For example on my network at home I have 3 computers that all connect wirelessly to a Linksys WRT54GS router which is connected to a wired computer and modem.

Now lets say 2 of those wireless computers want to download something from Blizzard Downloader. The result? Slow as hell. So I find the ports to open and go to the port forwarding page. The port forwarding setup page on the router asks me to input the "Application name", "Port Range", and "IP Address" of the request.

So this is where I get confused. I assume I enter in the IP Address of the wireless computer that is making the request.

For example if an IP Address assigned from my modem to my router (usually 69.186.blah blah whatever time warner decides), the the Linksys router assigns each computer in the chain an IP address usually starting with 192.168.1.101, and 102 so on.

Here is my problem lets say I forward ports to Wireless computer 103, well after 1 day (or one week since I changed the defaults) The device requests a new IP since the client lease time expires.

So wireless computer .103 could be .104 the next week and therefore it would negate the port forward.

Please chime in this is my understanding and I assume Port Triggering gets around this by being dynamic.
 
With Port Triggering the router will dynamically open a port when it senses a machine on the LAN establish a specific outgoing port. That would be one way to open ports even if a different machine, or same machine with a different IP requests it.

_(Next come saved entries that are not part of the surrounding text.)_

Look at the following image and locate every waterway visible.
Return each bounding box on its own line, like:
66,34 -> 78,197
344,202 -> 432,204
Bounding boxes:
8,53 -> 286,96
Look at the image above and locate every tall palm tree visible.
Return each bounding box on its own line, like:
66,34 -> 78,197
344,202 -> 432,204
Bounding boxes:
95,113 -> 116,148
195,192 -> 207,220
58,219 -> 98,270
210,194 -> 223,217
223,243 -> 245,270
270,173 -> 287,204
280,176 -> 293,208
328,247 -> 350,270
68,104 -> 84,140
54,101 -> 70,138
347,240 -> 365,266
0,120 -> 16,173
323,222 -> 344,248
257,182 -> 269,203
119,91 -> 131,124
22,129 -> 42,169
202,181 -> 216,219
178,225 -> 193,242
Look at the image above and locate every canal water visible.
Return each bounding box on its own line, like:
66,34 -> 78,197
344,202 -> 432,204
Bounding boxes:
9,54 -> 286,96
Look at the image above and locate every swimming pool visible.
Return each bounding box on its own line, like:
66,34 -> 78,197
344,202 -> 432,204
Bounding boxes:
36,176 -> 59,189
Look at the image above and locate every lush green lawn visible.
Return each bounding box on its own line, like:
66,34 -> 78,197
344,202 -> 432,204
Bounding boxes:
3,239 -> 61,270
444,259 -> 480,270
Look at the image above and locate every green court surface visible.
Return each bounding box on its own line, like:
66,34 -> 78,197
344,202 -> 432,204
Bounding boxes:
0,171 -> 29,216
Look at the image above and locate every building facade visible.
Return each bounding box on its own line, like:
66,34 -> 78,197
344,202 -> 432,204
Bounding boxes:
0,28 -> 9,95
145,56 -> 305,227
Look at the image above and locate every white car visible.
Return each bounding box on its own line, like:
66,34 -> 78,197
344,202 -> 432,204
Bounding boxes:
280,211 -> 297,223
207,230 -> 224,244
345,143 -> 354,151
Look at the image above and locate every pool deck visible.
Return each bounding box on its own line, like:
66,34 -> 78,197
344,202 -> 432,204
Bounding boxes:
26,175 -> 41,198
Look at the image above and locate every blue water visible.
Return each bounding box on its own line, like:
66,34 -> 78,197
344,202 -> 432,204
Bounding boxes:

Another option (if your router supports it) is to statically set your DHCP leases, so that each particular machine will keep a particular IP and stay with traditionally forwarded ports.
 
static IPs are a must then disable dhcp

enable port security on your wifi

problem solved
 
With Port Triggering the router will dynamically open a port when it senses a machine on the LAN establish a specific outgoing port. That would be one way to open ports even if a different machine, or same machine with a different IP requests it.

Another option (if your router supports it) is to statically set your DHCP leases, so that each particular machine will keep a particular IP and stay with traditionally forwarded ports.

How would I do this?
 
static IPs are a must then disable dhcp

enable port security on your wifi

problem solved

There is no reason to disable the DHCP service itself. Matter of fact.....it's much better to leave DHCP enabled. Amongst the several reasons to leave DHCP enabled...some people are not network savvy, and say they are messing around..they disable DHCP service...and they screw up static IP assignments. Not knowing what to do, they flip the TCP back to obtain auto..and can't get to the routers web admin anymore.

You either...
*Create reservations within the DHCP service itself..binding a MAC address to a specific IP address, best option.
*or manually assign IP addresses outside the normal DHCP pool. Often home routers hand out addresses from 192.168.1.100 to .200 or whatever, they take 192.168.1.1 for themselves on the LAN side..leaving you with 192.168.1.2 to 192.168.1.99 for addresses you can manually assign without conflicts.
 
How would I do this?

Depends on the make/model router you have...but somewhere in the section that deals with DHCP, you may find an option that's called "Reservations" or "Static IPs". You enter the MAC of the PC you wish to become static, and you enter the last octet of the IP address you wish it to be. Once you save that setting..go over to that PC..run an IPrenew, and it will pickup the address you assigned it, all the time.